Objective. To measure 3-year medication possession ratios (MPRs) for renin–angiotensin–aldosterone system (RAAS) inhibitors and statins for Medicare beneficiaries with diabetes, and to assess whether better adherence is associated with lower spending on traditional Medicare services controlling for biases common to previous adherence studies.

Data Source. Medicare Current Beneficiary Survey data from 1997 to 2005.

Study Design. Longitudinal study of RAAS-inhibitor and statin utilization over 3 years.

Data Collection. The relationship between MPR and Medicare costs was tested in multivariate models with extensive behavioral variables to control for indication bias and healthy adherer bias.
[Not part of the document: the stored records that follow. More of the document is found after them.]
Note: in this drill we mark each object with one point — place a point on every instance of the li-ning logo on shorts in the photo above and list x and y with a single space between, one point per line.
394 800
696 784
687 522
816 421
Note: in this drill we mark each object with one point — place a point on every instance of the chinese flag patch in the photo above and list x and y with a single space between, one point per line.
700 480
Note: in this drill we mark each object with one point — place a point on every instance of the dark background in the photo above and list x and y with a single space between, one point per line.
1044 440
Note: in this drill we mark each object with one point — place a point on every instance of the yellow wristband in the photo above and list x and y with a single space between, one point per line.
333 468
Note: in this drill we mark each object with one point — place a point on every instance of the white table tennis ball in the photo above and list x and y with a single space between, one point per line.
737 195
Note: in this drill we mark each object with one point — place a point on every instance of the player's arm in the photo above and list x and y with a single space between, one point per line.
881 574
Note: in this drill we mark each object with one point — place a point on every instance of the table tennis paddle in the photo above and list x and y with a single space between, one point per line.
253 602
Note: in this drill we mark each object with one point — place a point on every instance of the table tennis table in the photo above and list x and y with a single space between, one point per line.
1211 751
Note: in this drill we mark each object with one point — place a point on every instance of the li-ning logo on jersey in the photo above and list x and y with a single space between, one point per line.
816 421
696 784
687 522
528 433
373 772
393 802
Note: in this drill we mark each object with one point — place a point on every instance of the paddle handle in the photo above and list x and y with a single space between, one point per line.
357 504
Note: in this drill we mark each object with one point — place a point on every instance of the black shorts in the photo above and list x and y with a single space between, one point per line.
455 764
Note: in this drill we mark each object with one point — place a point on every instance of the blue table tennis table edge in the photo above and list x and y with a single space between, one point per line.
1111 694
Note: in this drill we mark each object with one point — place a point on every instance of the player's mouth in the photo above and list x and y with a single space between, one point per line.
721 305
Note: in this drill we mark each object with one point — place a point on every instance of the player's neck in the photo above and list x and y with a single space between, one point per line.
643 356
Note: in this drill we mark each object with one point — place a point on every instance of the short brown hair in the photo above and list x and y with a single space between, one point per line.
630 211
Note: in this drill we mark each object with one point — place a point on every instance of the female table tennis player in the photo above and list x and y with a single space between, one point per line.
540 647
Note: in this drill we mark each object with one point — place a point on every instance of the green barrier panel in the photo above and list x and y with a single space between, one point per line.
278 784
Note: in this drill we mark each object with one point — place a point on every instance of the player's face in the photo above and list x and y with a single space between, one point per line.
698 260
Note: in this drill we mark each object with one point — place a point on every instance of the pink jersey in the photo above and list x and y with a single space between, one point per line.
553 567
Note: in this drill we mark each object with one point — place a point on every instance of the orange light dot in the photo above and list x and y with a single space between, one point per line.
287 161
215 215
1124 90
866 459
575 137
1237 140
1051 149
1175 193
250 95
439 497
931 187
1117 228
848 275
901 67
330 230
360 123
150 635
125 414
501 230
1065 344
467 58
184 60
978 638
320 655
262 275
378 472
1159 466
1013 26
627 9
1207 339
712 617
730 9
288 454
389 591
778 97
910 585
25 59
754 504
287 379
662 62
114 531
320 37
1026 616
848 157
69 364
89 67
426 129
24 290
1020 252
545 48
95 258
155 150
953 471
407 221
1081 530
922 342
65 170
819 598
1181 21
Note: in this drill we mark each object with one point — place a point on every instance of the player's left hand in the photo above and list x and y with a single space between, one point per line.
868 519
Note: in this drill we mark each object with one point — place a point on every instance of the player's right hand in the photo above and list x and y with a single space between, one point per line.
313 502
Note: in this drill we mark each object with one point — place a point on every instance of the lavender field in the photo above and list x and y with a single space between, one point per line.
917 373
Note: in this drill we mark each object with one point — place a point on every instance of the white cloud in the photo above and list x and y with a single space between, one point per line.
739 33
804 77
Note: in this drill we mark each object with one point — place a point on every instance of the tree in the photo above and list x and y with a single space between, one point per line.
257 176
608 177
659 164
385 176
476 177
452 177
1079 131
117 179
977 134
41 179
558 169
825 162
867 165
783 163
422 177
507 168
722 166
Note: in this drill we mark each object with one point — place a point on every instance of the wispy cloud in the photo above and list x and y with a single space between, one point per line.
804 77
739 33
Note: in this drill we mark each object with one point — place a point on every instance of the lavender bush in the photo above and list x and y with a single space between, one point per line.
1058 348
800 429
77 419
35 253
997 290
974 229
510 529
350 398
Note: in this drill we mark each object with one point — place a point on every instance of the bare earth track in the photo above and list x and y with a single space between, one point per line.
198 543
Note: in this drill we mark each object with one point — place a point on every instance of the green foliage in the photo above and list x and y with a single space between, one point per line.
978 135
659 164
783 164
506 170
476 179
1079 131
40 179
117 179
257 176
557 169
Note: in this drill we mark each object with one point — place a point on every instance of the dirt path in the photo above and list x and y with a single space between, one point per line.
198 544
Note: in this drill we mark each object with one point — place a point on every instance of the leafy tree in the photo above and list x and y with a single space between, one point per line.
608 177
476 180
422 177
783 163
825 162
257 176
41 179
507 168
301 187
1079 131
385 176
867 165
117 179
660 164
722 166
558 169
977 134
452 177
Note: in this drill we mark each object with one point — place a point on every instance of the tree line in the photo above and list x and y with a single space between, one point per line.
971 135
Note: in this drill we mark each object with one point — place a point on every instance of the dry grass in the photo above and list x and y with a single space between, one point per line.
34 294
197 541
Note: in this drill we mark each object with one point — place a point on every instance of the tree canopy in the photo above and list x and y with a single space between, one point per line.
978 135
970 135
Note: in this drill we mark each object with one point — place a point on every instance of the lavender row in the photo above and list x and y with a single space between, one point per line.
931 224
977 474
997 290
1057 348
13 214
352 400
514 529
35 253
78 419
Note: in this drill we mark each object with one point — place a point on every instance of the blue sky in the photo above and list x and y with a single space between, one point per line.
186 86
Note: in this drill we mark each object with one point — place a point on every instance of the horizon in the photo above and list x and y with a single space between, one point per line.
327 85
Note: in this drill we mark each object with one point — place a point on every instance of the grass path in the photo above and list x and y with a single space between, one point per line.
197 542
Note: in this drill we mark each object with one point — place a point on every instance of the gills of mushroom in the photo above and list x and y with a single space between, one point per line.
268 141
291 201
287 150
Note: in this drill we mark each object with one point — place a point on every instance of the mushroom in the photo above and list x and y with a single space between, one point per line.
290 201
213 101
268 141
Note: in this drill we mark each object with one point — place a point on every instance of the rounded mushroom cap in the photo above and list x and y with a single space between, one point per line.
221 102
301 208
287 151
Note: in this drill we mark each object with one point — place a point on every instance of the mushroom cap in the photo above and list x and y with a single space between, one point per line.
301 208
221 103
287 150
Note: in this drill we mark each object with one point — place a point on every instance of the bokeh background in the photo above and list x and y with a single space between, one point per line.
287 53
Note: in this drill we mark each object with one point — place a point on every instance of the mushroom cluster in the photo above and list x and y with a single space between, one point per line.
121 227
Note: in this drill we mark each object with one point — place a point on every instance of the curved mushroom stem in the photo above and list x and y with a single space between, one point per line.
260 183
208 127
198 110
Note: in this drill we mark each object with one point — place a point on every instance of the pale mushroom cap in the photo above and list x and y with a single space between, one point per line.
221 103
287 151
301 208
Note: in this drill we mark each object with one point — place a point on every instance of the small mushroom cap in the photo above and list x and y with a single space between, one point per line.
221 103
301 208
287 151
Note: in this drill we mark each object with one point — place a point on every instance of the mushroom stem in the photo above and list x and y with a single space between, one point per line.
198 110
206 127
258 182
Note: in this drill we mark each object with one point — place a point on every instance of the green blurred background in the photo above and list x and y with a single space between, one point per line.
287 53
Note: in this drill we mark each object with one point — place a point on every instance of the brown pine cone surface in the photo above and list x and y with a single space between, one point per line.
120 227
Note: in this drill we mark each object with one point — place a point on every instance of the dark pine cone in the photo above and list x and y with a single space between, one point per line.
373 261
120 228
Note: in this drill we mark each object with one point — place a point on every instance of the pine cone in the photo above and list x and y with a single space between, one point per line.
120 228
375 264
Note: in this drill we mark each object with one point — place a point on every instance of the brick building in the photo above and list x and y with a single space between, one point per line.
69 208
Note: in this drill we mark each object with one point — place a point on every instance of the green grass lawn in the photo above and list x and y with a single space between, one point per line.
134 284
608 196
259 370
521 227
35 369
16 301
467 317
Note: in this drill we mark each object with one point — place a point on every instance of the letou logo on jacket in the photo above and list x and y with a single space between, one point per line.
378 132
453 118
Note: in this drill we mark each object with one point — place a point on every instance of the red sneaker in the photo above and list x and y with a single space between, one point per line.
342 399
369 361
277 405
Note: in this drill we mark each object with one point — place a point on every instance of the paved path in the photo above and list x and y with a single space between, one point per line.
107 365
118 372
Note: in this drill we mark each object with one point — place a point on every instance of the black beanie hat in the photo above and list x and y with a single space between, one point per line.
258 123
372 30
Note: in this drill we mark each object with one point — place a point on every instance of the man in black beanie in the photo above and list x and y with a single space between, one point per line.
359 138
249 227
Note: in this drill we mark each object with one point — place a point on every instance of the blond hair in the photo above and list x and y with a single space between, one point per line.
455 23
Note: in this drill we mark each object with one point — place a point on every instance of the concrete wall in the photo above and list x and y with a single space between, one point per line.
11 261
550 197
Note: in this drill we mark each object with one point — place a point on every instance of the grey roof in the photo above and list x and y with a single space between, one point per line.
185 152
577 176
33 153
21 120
Principal Findings. Over 3 years, median MPR values were 0.88 for RAAS-I users and 0.77 for statin users. Higher adherence was strongly associated with lower Medicare spending in the multivariate analysis. A 10 percentage point increase in statin MPR was associated with U.S.$832 lower Medicare spending (SE=219; p<.01). A 10 percentage point increase in MPR for RAAS-Is was associated with U.S.$285 lower Medicare costs (SE=114; p<.05).

Conclusions. Higher adherence with RAAS-Is and statins by Medicare beneficiaries with diabetes results in lower cumulative Medicare spending over 3 years. At the margin, Medicare savings exceed the cost of the drugs.